Plotting categorical data with pandas and matplotlib
I have a data frame with categorical data:
colour direction
1 red up
2 blue up
3 green down
4 red left
5 red right
6 yellow down
7 blue down
I want to generate some graphs, like pie charts and histograms based on the categories. Is it possible without creating dummy numeric variables? Something like
df.plot(kind='hist')
You can simply use value_counts
on the series:
df['colour'].value_counts().plot(kind='bar')
You might find useful mosaic
plot from statsmodels. Which can also give statistical highlighting for the variances.
from statsmodels.graphics.mosaicplot import mosaic
plt.rcParams['font.size'] = 16.0
mosaic(df, ['direction', 'colour']);
But beware of the 0 sized cell - they will cause problems with labels.
See this answer for details
like this :
df.groupby('colour').size().plot(kind='bar')
You could also use countplot
from seaborn
. This package builds on pandas
to create a high level plotting interface.
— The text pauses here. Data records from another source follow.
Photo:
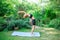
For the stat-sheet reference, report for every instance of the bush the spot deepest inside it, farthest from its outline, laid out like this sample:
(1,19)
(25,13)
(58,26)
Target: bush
(18,23)
(55,23)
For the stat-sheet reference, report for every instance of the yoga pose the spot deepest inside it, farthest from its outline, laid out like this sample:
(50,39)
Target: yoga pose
(32,19)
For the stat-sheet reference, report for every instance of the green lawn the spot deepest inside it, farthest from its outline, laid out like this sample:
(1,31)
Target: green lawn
(46,34)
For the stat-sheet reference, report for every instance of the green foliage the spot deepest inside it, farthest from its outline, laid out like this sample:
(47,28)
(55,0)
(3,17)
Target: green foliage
(55,23)
(18,23)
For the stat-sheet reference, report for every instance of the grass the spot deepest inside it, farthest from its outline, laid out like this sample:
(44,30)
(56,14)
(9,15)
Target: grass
(46,34)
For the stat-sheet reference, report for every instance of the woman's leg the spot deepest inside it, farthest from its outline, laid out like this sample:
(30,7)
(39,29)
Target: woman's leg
(33,27)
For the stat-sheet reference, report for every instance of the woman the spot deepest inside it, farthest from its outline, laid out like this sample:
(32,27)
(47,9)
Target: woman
(32,19)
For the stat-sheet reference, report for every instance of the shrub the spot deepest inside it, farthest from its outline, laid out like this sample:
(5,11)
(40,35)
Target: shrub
(18,23)
(55,23)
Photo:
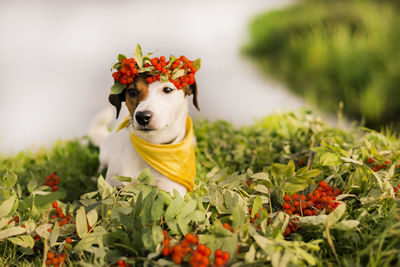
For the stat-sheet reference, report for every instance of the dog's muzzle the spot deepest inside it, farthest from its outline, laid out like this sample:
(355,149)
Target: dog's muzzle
(143,117)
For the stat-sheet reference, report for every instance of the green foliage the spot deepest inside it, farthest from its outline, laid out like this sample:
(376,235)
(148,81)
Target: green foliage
(335,51)
(250,167)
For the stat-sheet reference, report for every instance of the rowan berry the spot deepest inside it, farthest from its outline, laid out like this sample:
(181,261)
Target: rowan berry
(165,251)
(219,262)
(225,256)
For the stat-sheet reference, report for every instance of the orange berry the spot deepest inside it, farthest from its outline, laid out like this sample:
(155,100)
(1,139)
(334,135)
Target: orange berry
(225,256)
(165,251)
(205,261)
(219,262)
(177,259)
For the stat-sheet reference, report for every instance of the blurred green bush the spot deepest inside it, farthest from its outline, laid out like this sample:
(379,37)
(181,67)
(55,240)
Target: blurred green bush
(332,51)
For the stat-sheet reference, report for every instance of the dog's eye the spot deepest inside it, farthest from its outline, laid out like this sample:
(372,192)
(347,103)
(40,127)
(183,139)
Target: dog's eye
(167,90)
(133,92)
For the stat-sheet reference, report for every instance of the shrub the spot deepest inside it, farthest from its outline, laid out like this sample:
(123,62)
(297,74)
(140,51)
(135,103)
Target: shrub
(332,51)
(289,191)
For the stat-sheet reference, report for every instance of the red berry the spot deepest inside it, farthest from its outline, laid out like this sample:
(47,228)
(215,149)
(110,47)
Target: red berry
(225,256)
(165,251)
(219,262)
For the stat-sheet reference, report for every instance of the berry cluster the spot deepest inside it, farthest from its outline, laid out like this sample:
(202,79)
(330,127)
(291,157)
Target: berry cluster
(52,181)
(180,71)
(396,190)
(64,219)
(221,257)
(198,256)
(376,166)
(323,198)
(56,260)
(127,72)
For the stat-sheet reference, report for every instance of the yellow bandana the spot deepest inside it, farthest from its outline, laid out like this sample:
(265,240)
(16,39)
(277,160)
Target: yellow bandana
(175,161)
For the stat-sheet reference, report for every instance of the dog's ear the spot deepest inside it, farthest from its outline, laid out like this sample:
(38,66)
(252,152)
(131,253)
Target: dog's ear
(192,90)
(116,101)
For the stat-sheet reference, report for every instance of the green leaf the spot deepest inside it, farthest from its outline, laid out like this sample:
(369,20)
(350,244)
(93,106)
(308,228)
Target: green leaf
(238,217)
(164,77)
(81,226)
(174,207)
(335,215)
(257,205)
(251,254)
(25,241)
(329,159)
(139,56)
(6,206)
(12,232)
(123,179)
(117,88)
(121,57)
(92,217)
(54,234)
(177,74)
(42,230)
(157,209)
(105,188)
(157,234)
(10,179)
(147,238)
(346,225)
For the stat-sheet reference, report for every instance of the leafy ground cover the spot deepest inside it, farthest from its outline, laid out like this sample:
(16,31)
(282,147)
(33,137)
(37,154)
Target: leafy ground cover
(332,51)
(288,190)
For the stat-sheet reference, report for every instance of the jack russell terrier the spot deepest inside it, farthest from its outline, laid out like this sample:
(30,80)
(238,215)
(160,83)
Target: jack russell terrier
(158,133)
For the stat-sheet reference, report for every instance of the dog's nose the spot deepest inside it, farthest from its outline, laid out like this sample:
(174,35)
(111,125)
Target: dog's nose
(143,117)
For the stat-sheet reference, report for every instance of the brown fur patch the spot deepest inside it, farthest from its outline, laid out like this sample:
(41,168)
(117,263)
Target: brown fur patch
(132,102)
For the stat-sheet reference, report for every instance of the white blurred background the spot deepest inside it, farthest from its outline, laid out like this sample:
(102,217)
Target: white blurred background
(55,59)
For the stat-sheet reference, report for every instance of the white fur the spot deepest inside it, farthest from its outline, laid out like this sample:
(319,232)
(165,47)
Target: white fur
(169,126)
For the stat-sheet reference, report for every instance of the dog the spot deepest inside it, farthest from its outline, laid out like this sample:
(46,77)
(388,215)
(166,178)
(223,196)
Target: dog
(158,114)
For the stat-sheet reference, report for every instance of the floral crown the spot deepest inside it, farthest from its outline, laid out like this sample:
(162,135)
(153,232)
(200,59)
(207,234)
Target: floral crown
(179,71)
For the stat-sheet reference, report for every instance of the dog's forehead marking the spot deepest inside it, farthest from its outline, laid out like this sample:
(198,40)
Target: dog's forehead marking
(132,102)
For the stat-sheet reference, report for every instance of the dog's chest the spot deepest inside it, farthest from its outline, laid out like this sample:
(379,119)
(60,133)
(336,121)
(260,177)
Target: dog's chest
(122,159)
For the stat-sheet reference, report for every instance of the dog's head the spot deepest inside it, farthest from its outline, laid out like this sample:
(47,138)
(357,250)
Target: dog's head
(154,108)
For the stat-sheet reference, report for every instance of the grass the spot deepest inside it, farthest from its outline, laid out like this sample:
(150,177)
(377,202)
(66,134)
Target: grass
(335,51)
(237,169)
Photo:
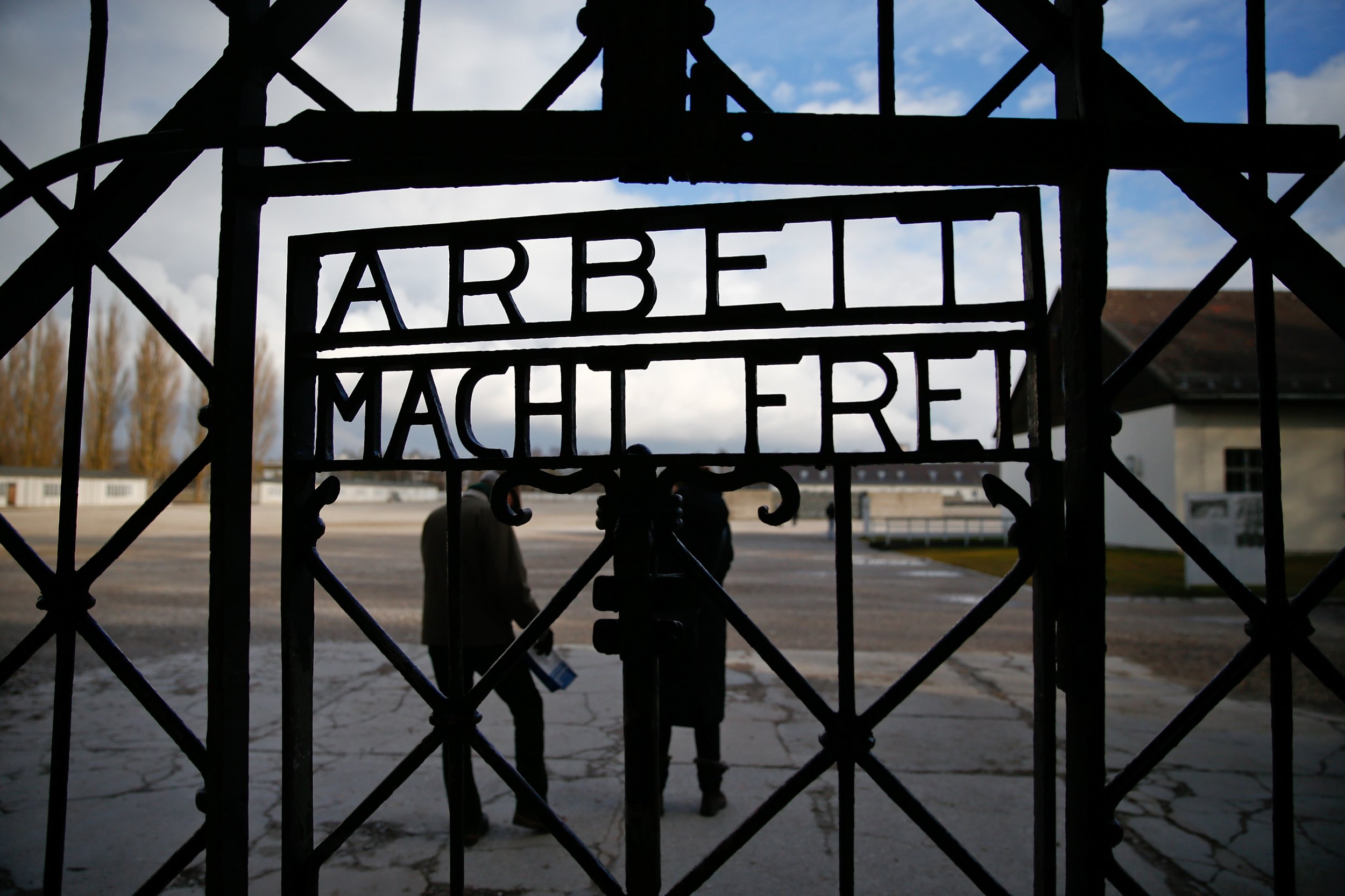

It gives you good styling and correct axis labels for free.
import pandas as pd
import seaborn as sns
sns.set()
df = pd.DataFrame({'colour': ['red', 'blue', 'green', 'red', 'red', 'yellow', 'blue'],
'direction': ['up', 'up', 'down', 'left', 'right', 'down', 'down']})
sns.countplot(df['colour'], color='gray')
It also supports coloring the bars in the right color with a little trick
sns.countplot(df['colour'],
palette={color: color for color in df['colour'].unique()})